Image by Marcísio Coelho Mac Hostile from Pixabay

A. Introduction

Studies show that not being able to hear the lyrics in music is an important problem to tackle for those with hearing loss [1]. Consequently, this task is about improving the intelligibility of lyrics when listening to pop/rock over headphones. But this needs to be done without losing too much audio quality - you can't improve intelligibility just by turning off the rest of the band! For this reason, we will be evaluating both intelligibility and audio quality, and giving you different targets to explore the balance between these attributes.

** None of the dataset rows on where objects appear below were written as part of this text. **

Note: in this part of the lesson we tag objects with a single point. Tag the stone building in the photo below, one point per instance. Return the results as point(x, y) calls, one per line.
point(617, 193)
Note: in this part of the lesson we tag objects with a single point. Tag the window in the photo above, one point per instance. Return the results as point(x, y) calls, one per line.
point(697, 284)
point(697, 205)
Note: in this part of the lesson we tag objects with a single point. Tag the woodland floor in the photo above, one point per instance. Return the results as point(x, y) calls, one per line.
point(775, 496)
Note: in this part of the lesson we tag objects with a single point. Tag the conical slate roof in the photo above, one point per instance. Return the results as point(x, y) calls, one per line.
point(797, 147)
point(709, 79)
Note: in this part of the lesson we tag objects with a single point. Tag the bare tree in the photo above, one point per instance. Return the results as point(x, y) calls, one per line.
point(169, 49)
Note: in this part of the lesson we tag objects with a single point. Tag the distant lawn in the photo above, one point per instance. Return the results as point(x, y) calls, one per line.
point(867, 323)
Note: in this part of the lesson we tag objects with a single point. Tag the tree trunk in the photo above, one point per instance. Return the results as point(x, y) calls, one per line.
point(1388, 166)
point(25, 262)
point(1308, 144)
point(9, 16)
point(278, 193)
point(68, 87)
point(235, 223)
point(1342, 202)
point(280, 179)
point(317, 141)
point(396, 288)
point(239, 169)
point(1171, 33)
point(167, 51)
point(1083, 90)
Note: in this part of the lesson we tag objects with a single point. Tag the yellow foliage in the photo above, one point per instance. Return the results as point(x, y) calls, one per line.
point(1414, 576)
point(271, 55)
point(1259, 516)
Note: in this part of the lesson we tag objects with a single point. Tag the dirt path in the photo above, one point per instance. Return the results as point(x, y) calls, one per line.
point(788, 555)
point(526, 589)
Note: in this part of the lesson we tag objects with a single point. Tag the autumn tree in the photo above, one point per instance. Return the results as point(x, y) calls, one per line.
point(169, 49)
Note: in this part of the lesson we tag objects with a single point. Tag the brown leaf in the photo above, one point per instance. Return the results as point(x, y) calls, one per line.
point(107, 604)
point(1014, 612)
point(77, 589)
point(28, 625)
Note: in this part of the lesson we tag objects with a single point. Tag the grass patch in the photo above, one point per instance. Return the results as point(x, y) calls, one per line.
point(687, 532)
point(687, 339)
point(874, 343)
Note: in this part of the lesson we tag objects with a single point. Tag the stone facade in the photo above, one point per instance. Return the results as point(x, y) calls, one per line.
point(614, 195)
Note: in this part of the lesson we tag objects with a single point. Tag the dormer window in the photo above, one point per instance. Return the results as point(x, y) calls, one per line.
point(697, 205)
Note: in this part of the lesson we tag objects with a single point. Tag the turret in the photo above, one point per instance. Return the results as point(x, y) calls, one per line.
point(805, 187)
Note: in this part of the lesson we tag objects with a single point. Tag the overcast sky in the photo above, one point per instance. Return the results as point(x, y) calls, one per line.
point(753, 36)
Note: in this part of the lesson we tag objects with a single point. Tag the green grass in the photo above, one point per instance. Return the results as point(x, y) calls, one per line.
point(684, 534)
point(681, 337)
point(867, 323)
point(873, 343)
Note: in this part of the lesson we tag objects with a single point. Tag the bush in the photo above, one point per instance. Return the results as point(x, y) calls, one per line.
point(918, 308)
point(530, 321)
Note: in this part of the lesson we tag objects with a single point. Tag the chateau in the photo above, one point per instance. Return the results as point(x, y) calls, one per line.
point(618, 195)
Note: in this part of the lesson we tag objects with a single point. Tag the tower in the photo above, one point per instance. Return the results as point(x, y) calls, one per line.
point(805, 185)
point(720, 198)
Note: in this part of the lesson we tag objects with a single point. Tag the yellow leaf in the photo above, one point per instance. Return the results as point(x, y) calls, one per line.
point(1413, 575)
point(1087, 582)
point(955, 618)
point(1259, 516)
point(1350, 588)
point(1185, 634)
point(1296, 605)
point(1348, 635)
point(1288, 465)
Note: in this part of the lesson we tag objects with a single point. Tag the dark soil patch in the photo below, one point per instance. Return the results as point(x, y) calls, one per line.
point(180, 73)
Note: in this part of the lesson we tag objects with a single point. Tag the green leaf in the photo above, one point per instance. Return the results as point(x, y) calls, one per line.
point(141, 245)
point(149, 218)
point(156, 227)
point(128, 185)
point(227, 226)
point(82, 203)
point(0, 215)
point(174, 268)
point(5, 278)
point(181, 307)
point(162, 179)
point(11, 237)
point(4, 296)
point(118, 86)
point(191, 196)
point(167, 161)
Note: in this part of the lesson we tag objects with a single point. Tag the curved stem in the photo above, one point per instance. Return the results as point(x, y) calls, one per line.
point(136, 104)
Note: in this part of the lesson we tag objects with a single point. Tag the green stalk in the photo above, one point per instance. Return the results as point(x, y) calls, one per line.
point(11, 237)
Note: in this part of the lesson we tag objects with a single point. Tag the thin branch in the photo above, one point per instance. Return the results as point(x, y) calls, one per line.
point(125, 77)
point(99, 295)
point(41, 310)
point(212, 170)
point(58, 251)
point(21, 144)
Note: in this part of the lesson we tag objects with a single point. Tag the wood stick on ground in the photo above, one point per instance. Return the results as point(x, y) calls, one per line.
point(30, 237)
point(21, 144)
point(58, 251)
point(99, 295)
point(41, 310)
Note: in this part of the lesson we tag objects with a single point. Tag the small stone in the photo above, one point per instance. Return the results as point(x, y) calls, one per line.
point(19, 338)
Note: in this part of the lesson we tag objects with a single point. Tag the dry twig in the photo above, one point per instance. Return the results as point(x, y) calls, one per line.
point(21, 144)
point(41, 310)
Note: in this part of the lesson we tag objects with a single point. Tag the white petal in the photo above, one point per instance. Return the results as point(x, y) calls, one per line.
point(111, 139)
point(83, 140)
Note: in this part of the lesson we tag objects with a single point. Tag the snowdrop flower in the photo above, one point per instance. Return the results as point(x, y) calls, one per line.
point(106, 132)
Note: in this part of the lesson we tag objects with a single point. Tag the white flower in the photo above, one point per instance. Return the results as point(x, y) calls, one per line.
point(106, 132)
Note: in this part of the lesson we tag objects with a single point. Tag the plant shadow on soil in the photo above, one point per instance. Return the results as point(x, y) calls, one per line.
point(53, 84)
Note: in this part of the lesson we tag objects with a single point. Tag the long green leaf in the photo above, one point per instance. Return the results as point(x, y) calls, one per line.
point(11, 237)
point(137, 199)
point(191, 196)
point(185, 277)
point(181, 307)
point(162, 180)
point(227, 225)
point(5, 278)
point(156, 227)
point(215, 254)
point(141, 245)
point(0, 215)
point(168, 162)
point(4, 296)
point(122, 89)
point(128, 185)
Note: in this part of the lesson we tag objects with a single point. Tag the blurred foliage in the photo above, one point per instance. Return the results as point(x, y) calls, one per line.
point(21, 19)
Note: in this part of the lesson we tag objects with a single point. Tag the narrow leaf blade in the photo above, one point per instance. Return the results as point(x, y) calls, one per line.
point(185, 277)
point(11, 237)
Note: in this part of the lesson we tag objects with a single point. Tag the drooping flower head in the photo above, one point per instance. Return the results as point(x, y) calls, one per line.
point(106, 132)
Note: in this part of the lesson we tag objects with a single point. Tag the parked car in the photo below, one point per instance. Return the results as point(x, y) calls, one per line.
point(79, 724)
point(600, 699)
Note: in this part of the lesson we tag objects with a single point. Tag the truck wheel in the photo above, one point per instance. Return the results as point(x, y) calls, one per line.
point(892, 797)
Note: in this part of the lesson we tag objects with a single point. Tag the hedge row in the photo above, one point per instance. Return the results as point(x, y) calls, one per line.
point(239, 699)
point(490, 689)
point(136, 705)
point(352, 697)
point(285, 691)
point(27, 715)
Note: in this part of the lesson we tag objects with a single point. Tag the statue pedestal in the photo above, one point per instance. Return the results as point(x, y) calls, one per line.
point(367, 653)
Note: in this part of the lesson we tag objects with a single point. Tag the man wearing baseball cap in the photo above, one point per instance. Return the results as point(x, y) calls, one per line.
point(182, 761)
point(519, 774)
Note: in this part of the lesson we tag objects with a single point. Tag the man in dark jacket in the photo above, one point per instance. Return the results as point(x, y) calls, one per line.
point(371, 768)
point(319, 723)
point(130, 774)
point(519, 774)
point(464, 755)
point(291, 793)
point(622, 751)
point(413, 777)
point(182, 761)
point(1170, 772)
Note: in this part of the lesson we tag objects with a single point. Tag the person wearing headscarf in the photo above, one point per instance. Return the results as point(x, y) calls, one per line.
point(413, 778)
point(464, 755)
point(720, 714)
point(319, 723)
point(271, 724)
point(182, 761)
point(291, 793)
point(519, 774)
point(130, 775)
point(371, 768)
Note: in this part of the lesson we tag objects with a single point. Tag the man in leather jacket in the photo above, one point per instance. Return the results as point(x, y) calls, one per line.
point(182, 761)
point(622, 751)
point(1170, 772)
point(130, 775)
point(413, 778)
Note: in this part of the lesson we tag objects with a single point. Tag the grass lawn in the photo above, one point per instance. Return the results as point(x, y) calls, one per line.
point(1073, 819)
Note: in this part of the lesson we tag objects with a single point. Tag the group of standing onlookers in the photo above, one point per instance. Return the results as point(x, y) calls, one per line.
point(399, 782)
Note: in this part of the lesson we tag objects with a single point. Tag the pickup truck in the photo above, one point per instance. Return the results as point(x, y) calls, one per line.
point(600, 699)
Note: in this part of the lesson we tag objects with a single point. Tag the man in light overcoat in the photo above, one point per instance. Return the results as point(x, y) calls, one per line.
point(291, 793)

This task could be tackled in many different ways using machine learning. A few examples:

  • Within speech technology, there are many different approaches to improving speech intelligibility that have been developed. Can these methods be adapted to improve listening to vocals?
  • Within demixing, technologies allow the separation of music into different components including a vocal track. This then allow processing of the vocals and remixing to improve intelligibility.
  • End-to-end approaches allow the transformation of audio from one style to another. How can this be adapted for this task?

But we'd welcome other approaches as well.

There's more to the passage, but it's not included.